Experts for recovery after exercise explain whether the “cooling after training” has any sense.
Everything depends on the intensity of your workout, says Dr. John Halilvil from the Department of Physiology of Sport and Exercise at the University of Oregon.
If you are exhausted to the point that you can not talk after training, do not skip this step. But why?
When you exercise, your body pumps a huge amount of blood to the extremities, said John. Thus increases heart rate and dilate blood vessels, in order the blood more easily to reach the muscles.

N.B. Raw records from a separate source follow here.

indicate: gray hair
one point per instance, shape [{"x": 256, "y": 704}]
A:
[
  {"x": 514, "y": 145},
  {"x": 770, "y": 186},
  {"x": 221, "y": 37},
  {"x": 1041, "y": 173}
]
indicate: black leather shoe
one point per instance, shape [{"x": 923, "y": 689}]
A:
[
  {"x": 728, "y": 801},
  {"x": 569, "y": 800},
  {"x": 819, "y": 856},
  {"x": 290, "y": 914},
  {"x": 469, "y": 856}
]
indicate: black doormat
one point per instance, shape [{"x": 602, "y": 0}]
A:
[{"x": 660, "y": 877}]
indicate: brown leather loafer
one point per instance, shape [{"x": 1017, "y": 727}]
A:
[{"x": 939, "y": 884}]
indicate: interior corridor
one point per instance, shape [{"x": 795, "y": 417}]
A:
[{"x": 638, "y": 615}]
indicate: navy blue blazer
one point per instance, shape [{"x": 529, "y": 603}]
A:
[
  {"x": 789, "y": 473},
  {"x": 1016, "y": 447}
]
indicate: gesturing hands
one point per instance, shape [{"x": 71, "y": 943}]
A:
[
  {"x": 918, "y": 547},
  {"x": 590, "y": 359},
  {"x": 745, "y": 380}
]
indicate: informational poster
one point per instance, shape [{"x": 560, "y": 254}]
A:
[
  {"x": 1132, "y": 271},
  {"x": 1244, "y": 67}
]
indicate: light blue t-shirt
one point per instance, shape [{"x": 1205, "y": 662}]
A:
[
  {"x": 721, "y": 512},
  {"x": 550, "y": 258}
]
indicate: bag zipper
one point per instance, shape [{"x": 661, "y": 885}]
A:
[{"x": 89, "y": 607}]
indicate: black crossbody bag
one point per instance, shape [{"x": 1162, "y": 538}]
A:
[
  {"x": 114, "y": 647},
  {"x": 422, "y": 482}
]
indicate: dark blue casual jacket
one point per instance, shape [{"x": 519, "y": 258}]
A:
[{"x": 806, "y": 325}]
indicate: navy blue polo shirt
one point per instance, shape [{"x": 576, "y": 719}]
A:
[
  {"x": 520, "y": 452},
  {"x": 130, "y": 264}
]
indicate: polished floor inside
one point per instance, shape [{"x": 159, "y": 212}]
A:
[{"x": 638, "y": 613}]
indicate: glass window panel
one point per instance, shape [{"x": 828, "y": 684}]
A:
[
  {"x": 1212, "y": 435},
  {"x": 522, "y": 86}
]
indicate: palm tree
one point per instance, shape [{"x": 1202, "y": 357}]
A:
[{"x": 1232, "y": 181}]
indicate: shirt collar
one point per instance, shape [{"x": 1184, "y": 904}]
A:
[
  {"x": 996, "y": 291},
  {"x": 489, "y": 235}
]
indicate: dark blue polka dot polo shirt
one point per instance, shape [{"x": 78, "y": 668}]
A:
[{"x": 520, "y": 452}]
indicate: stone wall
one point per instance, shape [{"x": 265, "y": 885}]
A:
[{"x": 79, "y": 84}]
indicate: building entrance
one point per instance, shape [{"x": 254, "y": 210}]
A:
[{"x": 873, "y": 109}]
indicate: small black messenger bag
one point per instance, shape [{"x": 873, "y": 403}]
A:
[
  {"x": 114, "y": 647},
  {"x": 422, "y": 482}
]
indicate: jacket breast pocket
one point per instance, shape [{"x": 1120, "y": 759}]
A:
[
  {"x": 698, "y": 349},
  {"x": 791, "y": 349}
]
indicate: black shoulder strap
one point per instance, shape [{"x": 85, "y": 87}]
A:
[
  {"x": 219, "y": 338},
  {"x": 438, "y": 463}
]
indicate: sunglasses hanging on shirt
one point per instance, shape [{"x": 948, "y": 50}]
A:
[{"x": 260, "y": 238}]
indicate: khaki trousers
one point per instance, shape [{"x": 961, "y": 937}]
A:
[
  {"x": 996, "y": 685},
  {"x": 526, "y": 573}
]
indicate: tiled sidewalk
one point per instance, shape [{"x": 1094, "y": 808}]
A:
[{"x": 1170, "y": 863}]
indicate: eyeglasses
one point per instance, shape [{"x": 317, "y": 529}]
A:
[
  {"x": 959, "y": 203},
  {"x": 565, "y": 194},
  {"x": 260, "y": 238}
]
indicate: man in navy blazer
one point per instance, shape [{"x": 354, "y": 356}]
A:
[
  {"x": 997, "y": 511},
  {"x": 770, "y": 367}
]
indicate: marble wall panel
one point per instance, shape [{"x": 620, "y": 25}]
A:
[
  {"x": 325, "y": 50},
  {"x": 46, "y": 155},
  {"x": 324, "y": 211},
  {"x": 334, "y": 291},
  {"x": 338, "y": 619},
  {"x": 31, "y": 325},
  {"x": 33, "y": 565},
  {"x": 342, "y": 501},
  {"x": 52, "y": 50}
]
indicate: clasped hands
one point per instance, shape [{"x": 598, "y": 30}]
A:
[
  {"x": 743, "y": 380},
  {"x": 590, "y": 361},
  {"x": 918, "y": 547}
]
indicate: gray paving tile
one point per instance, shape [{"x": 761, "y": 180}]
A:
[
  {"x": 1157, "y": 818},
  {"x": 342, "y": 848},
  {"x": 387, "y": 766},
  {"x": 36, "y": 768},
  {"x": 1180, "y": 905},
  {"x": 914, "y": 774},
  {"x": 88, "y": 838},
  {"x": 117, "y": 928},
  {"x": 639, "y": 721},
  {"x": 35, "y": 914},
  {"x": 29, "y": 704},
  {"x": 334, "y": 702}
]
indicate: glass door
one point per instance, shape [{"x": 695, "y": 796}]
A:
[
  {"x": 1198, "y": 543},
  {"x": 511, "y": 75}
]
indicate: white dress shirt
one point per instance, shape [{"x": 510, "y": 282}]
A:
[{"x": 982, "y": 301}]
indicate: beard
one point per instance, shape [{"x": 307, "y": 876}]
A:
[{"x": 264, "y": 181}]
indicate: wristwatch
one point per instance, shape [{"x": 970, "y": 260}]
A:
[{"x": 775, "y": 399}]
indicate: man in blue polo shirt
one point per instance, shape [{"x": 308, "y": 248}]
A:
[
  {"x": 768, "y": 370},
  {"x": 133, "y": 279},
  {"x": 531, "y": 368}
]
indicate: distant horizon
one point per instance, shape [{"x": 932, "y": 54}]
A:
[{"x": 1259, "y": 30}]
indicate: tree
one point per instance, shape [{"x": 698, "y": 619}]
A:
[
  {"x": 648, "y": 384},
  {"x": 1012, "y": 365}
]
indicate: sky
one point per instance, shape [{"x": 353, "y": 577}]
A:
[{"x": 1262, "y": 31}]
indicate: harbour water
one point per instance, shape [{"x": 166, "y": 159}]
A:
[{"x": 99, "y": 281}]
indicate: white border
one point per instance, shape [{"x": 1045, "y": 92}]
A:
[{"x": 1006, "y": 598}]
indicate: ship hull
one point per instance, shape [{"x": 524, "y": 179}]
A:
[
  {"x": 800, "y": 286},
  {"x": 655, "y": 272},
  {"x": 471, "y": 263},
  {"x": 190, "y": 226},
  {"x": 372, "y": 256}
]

With every contraction, muscle restores all the blood back to the heart. Physiologists call this “second heart”. If you suddenly stop exercising, you turn off the “second heart”. The heart will continue to pump blood to the extremities, but there will be no help from “other heart” to recover the same amount.
Result: You feel dizzy and nausea and may lead to fainting. Halilvil has seen such examples in his laboratory after respondents rode a room bicycle at high speed, then abruptly stopped.
“Cooling” after training prevents this to happen – it allows the cardiovascular system to gradually return to normal. On the other hand, if you keep the muscles active under low intensity workout a few minutes, thus would “wash” all byproducts of exercise, such as lactic acid.
The best technique for “cooling” after training
After completion of hard training, take 5 to 10 minutes in which you will repeat the same movements that you used during exercise, but with lower intensity, said Dr. John. This includes walking and light stretching or dynamic as a step forward or parallel kneeling on one leg to another.